Mais les gens, que l’évêque antoiniste traitait de la sorte, avaient l’imprudence de se proclamer guéris. Sur les livres de cet étrange médecin on a relevé les noms de quatre cent cinquante clients !
Quand ceux-ci apprirent que le « père Wagner » était incarcéré, ils envoyèrent une délégation au juge pour lui dire que s’il ne le mettait pas tout de suite en liberté, de nombreux malades, faute de soins, se trouveraient exposés à la mort.
Le juge a dû relaxer l’apôtre sous caution. Mais la Faculté aura le dernier mot.
C’est l’aventure de Jésus qui se renouvelle ainsi de temps en temps.
Saint Marc, dans son évangile, nous dit que Jésus s’étant retiré dans un endroit désert, Simon, son disciple, l’y alla trouver pour lui dire : « Seigneur, tout le monde vous réclame. » Jésus se laissa convaincre et, à travers les bourgades de la Galilée, guérit un lépreux, un aveugle, un paralytique, etc.

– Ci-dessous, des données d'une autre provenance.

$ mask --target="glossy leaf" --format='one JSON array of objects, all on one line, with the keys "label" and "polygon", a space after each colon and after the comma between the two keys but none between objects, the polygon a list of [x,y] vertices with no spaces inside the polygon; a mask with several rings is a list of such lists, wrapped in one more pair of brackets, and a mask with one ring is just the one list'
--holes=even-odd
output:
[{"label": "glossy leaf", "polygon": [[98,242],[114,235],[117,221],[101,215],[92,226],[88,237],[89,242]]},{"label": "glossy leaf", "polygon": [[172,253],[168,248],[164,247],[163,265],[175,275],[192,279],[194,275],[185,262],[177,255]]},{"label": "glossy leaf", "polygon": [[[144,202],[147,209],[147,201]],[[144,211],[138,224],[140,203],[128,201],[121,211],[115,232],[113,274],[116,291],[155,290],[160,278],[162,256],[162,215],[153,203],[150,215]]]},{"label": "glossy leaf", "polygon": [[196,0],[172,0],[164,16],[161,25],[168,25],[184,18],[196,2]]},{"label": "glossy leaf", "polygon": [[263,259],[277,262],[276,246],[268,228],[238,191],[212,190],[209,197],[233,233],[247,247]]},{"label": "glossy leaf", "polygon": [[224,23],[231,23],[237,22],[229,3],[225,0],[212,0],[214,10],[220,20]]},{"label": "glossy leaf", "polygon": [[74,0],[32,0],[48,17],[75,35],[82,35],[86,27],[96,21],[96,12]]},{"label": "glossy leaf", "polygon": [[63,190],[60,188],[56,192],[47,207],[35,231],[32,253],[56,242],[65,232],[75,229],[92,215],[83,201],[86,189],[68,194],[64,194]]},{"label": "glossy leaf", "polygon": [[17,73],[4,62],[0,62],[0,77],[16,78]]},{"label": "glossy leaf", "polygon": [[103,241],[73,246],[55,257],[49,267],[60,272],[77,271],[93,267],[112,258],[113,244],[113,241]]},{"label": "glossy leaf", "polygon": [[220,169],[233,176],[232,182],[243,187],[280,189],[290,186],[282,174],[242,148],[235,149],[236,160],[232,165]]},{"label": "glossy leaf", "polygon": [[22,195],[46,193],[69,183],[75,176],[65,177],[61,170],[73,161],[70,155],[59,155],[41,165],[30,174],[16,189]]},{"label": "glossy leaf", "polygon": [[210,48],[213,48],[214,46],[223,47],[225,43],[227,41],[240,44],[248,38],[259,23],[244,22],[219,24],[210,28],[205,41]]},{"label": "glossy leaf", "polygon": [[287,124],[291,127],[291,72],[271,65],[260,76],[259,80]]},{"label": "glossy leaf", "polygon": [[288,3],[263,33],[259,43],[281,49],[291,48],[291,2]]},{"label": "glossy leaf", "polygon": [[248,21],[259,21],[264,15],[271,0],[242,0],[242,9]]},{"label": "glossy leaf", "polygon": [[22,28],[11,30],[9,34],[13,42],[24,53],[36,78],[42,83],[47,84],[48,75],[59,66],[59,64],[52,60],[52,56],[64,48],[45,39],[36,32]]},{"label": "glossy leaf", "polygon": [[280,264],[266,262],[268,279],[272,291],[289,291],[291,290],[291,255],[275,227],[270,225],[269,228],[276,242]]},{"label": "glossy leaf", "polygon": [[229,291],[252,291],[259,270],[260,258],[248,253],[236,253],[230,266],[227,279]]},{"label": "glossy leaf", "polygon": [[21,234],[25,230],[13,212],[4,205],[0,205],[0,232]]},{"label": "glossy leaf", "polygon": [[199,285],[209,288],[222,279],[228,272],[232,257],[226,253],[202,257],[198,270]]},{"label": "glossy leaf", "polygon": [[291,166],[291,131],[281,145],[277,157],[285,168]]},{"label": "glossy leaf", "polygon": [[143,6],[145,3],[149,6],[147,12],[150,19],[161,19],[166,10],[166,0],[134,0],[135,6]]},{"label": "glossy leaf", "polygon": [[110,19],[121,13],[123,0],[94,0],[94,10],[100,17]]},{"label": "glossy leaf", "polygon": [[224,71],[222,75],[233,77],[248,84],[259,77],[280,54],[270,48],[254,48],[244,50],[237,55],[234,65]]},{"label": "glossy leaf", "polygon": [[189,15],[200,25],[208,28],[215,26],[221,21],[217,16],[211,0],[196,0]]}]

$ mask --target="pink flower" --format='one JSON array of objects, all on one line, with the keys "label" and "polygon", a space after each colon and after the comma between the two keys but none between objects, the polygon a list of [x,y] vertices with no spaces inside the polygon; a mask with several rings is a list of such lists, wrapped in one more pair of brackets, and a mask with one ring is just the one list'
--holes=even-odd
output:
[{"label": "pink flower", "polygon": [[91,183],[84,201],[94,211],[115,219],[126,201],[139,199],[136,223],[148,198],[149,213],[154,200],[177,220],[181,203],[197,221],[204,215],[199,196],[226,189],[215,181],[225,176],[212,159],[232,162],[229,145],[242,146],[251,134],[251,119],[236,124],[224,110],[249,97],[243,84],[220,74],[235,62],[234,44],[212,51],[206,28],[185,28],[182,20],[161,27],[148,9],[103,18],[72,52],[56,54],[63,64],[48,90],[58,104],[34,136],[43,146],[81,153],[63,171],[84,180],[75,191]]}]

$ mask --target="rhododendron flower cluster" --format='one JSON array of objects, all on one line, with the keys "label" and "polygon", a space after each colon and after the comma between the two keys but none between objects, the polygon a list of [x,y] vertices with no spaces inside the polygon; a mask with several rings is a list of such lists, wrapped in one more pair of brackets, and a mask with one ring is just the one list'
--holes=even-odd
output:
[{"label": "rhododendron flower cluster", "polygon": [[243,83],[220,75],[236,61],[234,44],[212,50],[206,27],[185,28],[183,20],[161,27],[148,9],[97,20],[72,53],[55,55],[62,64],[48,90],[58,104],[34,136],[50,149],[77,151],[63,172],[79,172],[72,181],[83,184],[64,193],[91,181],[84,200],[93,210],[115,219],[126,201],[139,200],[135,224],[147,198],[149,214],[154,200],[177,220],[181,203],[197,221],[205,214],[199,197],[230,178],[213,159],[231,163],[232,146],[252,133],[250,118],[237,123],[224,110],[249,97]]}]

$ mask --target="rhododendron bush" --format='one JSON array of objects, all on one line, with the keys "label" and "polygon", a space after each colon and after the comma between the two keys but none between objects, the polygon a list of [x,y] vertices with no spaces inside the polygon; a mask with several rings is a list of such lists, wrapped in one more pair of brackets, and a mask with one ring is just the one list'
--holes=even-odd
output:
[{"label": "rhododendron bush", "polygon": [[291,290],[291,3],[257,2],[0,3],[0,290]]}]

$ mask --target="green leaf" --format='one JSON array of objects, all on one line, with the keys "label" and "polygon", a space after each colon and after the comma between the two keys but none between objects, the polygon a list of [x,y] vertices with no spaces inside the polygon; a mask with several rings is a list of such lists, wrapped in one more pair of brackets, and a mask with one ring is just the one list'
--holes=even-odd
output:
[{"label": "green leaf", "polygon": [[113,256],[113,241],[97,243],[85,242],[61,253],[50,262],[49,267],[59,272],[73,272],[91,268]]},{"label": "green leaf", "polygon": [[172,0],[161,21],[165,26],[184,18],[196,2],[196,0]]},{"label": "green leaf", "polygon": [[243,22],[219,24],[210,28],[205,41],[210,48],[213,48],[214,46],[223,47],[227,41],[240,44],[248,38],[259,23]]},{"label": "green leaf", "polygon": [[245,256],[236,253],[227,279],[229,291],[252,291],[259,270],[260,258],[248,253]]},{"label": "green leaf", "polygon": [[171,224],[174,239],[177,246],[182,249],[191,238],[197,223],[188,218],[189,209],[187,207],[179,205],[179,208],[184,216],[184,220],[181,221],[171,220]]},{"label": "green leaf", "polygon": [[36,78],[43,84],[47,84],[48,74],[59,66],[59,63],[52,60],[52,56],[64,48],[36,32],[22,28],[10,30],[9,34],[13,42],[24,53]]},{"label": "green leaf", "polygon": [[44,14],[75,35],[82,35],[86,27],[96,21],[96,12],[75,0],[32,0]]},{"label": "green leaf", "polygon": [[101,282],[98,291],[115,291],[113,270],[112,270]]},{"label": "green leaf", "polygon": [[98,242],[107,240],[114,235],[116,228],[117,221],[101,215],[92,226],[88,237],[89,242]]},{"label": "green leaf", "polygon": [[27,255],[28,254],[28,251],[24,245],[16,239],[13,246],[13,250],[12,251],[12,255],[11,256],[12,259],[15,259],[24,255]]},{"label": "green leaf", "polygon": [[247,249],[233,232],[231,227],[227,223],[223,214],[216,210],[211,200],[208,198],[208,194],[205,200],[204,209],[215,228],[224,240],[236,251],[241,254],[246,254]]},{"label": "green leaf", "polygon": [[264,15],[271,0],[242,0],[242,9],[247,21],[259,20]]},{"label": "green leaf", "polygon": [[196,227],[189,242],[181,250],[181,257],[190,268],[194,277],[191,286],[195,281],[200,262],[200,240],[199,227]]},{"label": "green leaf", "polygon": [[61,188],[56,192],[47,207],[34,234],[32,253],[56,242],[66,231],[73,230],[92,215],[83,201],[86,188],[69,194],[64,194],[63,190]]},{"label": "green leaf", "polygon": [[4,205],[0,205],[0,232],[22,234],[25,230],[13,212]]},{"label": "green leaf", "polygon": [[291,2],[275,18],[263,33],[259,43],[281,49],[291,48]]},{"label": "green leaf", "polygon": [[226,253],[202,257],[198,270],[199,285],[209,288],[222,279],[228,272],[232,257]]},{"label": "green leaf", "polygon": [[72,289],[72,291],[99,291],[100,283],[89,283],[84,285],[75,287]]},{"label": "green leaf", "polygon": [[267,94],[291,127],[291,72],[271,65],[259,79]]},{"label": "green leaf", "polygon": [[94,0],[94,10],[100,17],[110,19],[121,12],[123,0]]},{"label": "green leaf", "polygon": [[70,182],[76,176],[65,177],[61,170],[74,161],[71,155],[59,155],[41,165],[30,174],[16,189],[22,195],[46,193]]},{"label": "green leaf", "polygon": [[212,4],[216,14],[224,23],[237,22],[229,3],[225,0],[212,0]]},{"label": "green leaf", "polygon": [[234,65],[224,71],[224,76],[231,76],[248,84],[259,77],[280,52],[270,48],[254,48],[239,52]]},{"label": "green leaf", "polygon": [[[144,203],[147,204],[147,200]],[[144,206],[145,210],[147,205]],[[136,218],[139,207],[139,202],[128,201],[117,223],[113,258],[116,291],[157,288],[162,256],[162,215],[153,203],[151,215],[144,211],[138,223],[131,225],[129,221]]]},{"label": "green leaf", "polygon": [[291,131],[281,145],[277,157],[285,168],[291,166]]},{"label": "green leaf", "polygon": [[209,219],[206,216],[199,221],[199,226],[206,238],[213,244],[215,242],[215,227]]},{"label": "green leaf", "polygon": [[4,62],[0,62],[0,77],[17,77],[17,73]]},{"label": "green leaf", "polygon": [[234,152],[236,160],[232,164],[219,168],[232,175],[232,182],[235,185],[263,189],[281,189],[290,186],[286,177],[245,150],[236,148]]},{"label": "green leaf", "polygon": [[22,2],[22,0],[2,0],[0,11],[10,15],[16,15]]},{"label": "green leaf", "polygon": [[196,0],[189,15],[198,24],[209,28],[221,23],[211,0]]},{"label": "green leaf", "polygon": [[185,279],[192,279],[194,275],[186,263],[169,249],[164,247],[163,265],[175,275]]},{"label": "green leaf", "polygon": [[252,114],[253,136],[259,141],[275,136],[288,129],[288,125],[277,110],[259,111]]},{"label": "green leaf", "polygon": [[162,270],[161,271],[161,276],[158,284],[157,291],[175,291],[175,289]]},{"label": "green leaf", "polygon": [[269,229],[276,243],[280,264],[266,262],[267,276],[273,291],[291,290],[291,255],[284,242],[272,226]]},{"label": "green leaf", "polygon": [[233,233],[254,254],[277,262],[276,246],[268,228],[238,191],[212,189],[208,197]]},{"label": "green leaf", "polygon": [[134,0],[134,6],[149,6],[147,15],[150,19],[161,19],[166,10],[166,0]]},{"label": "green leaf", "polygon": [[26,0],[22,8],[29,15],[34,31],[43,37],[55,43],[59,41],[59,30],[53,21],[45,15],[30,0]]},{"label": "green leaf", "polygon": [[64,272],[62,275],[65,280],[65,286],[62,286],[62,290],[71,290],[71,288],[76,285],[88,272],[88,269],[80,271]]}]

Ces bonnes gens, eux aussi, allèrent proclamer leur merveilleuse guérison et Jésus dut fuir la colère des scribes et des Pharisiens.
Il n’y a pas grand’chose de changé depuis deux mille ans. Les apôtres qui commettent la maladresse de mêler la médecine à la morale finissent, sinon sur la croix, du moins en correctionnelle.André NEGIS.